One point on which the political parties do agree is an aspiration to promote social mobility, and the School works with organisations such as the Royal National Children’s SpringBoard Foundation to offer transformational bursaries to young people who can benefit from the opportunities and security that the boarding environment and a Repton education can bring. It shares the vision of RNCSF that an educational opportunity not only benefits the individual pupil and their family but can provide inspiration for a whole community.

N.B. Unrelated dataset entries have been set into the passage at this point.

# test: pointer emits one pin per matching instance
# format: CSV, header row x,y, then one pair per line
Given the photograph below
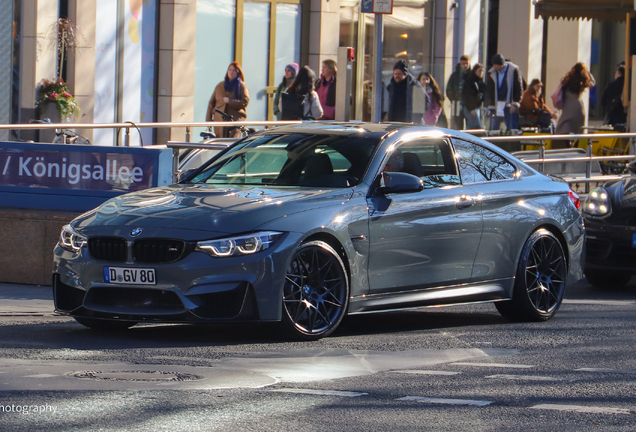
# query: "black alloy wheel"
x,y
316,292
540,280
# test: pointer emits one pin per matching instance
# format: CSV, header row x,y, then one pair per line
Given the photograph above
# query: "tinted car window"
x,y
432,161
479,164
293,160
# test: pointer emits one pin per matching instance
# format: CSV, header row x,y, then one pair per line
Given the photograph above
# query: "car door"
x,y
499,189
427,238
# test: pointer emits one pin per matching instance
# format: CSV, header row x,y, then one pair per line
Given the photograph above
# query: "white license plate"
x,y
129,276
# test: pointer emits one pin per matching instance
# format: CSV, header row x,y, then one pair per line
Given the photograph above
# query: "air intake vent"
x,y
108,248
158,250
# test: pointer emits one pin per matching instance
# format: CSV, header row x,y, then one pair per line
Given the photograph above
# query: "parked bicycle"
x,y
244,131
65,136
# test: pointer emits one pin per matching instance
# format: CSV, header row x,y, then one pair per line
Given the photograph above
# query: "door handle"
x,y
465,201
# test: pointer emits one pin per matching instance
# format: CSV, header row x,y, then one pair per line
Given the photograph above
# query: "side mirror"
x,y
396,182
182,175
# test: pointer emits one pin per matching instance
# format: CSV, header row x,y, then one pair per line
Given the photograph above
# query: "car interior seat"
x,y
412,164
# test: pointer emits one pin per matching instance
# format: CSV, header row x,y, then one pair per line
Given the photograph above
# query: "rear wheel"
x,y
607,280
316,292
539,282
104,324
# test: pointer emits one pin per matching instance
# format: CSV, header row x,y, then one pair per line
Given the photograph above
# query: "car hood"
x,y
211,208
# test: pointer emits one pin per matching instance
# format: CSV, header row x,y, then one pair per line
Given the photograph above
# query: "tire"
x,y
540,280
316,292
104,324
607,280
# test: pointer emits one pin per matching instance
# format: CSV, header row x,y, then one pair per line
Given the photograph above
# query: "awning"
x,y
606,10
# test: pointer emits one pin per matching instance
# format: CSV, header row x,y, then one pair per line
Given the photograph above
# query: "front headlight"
x,y
242,245
597,203
71,240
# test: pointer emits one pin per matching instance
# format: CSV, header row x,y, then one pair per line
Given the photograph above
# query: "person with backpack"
x,y
325,86
231,96
405,95
300,101
291,70
612,99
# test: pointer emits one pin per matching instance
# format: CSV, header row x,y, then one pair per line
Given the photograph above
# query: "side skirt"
x,y
458,294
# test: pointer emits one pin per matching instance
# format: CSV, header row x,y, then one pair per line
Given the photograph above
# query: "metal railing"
x,y
536,140
128,125
540,140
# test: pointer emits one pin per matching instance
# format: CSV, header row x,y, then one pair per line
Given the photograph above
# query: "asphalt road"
x,y
452,368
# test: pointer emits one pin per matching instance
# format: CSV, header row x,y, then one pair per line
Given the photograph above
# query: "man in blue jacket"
x,y
505,89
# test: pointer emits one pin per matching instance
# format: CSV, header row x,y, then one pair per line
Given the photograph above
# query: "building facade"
x,y
159,60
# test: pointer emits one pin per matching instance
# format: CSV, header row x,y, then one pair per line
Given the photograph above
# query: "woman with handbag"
x,y
573,86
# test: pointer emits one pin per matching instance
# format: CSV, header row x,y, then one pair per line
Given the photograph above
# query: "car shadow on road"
x,y
62,333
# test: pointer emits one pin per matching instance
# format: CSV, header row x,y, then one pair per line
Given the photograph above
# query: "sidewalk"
x,y
18,300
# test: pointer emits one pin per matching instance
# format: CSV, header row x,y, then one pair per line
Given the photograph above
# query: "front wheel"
x,y
316,292
539,282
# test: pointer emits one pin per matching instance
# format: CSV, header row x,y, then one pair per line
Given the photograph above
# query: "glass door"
x,y
269,37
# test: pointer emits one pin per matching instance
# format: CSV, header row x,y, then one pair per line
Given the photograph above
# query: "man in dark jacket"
x,y
505,89
612,99
405,92
454,91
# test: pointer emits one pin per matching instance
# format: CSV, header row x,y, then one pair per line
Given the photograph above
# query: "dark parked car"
x,y
610,224
309,223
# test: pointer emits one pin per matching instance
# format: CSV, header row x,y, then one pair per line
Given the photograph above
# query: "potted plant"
x,y
53,94
53,99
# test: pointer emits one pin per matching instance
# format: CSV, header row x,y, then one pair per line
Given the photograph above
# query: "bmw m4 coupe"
x,y
305,224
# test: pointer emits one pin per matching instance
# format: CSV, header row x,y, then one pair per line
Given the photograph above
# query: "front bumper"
x,y
198,288
609,247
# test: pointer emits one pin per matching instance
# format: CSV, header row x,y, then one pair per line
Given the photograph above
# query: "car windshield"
x,y
312,160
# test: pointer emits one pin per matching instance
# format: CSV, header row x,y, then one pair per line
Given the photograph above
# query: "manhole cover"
x,y
144,376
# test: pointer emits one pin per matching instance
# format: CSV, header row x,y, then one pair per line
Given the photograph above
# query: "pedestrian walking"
x,y
454,91
534,109
291,70
405,92
573,86
300,101
326,89
473,94
231,96
505,88
434,99
612,99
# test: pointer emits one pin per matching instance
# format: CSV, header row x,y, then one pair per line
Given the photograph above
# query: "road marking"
x,y
445,401
583,409
626,371
493,365
422,372
322,392
525,377
40,376
599,302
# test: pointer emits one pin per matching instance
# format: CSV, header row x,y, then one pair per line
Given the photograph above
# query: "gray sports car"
x,y
309,223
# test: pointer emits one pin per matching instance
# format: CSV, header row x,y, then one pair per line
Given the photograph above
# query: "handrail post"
x,y
588,166
175,164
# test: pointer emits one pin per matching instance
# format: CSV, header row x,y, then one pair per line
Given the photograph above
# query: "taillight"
x,y
574,198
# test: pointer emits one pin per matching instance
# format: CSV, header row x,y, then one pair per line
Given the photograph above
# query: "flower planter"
x,y
51,112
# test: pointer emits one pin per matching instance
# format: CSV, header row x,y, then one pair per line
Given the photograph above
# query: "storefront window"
x,y
404,38
214,50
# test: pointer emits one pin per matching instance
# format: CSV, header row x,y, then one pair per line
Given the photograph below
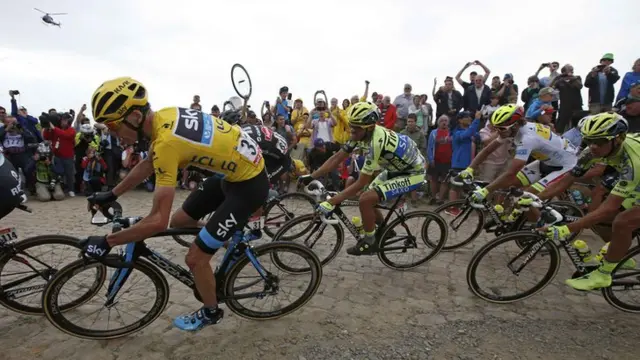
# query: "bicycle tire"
x,y
608,292
268,229
315,222
232,275
233,82
22,247
474,234
436,248
55,316
477,258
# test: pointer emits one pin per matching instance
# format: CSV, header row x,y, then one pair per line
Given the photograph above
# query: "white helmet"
x,y
86,129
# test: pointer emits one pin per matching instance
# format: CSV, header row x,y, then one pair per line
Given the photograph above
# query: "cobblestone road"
x,y
362,310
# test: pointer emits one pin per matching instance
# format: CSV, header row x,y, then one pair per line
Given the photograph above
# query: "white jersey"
x,y
542,144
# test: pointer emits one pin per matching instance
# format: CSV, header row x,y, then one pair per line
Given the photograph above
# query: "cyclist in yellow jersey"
x,y
397,155
182,137
608,141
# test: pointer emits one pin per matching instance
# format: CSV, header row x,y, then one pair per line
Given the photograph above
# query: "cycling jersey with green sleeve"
x,y
390,151
538,141
626,162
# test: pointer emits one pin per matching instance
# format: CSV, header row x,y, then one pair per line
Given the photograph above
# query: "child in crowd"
x,y
439,151
462,139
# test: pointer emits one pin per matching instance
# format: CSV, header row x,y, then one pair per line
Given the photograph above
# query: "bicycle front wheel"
x,y
243,294
490,268
27,265
400,242
99,319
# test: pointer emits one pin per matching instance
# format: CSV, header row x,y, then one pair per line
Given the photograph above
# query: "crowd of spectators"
x,y
63,153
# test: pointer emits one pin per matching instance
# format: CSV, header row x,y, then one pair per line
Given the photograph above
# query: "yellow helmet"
x,y
363,114
507,115
606,125
115,98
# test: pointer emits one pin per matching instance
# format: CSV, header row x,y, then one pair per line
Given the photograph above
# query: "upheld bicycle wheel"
x,y
241,81
95,318
241,298
27,265
398,241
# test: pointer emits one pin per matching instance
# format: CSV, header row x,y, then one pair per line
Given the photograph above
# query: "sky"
x,y
178,49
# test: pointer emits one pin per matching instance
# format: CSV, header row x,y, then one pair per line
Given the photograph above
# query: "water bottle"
x,y
357,222
583,250
577,197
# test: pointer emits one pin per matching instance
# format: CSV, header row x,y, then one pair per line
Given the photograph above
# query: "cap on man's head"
x,y
607,56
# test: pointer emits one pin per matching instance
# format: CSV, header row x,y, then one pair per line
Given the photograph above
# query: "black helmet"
x,y
231,116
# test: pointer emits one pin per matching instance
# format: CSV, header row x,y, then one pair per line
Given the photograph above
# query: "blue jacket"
x,y
29,122
461,140
534,110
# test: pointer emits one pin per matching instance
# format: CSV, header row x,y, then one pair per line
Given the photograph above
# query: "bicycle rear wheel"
x,y
285,251
514,266
470,221
404,240
99,313
27,265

The national debate amongst the politicians also needs to take account of some powerful economic arguments. The Independent Schools Council (ISC) estimates that their schools provide some 300,000 jobs nationally, and Repton School, for example, is the largest local employer, providing the family-friendly employment that many working parents seek. The abolition of private schools championed on the Left would see the 7% of pupils currently in independent schools entering a maintained sector already very hard pressed – and at estimated additional cost to the taxpayer of £3 billion. This contrasts starkly with the £11.6 billion which independent schools currently contribute to UK GDP, including £1.6 billion from non-British pupils. A British education remains a product to which many families around the globe aspire.